Home study: leave the boys alone

David Millband wants to ban home study leave, the practice by which students take time off before exams, because boys generally lack the self-discipline to make good use of it. I heartily concur with the analysis of the problem, but I have doubts about the solution. For one thing, girls do make use of home study leave. Surely there’s room for gender differentiation here?

Let’s look at boys’ problems from a management perspective, as if boys were employees. Suppose we have observed that our employees lack self-discipline and will only work when supervised. A bad manager will impose more supervision; a good one will change the task structure and reward structure to one that works for this particular group. This is such standard practice that you can pick it up from any basic textbook on line-management. I’ve met David Millband and he’s a bright chap. I’m sure he can do better than fall into the micromanagement trap.

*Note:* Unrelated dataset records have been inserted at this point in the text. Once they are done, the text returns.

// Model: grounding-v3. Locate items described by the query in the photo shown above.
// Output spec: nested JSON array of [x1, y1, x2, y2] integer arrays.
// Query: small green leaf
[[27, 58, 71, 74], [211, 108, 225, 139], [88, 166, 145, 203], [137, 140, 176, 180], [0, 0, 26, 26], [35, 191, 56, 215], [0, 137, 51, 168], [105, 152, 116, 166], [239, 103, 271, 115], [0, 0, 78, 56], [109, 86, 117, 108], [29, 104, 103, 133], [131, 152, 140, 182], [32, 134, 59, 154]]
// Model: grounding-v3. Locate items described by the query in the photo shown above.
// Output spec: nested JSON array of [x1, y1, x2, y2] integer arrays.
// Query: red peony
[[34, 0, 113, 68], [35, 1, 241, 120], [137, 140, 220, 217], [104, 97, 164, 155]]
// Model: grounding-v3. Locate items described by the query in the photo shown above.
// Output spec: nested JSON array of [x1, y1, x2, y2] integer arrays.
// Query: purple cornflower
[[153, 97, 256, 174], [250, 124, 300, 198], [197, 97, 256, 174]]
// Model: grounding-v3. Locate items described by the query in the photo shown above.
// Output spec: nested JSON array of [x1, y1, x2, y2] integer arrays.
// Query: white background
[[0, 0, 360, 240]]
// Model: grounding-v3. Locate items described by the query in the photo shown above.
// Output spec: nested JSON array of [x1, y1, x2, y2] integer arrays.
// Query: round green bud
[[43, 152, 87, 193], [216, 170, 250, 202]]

The key benefit of study leave is that the student can focus on areas with the greatest potential to improve his or her results – it’s an opportunity for truly individualised learning. This is the aspect we really want to keep.

The current reward system is completely broken. The main reward for study-leave diligence is good exam results. Every student wants these but they are too abstract and too far in the future to really motivate many young people. I would like to see each student teamed up with a mentor whose job is simply to encourage, encourage, encourage. Like a sports coach, the mentor would seek to build each boy’s self-confidence and self-discipline by delivering immediate rewards for every step forward. Mentors would not in any way get involved in the content of what was being learned. Naturally enough I would link mentors and students electronically, purely because doing so would make such a system affordable.

The current task structure is in even worse shape. Since the introduction of the National Curriculum, school learning has been broken into small chunks with defined, measurable outcomes. It has been delivered as short learning tasks, each of which is formally assessed. When study leave comes along, all of that is thrown out of the window. What surprises me is that only 50% of the school population falls over when their crutches are kicked away.

Until the rest of the school system has been brought back into balance, and students given more opportunity to develop self-reliance, we must put back at least one of the crutches during study leave. There are lots of good online revision aids out there now; what’s to stop schools (or the government directly) offering these to students through an MLE. The students can still choose their own study content, but they’ll have enough support to make study leave effective exam preparation – even if they’re boys.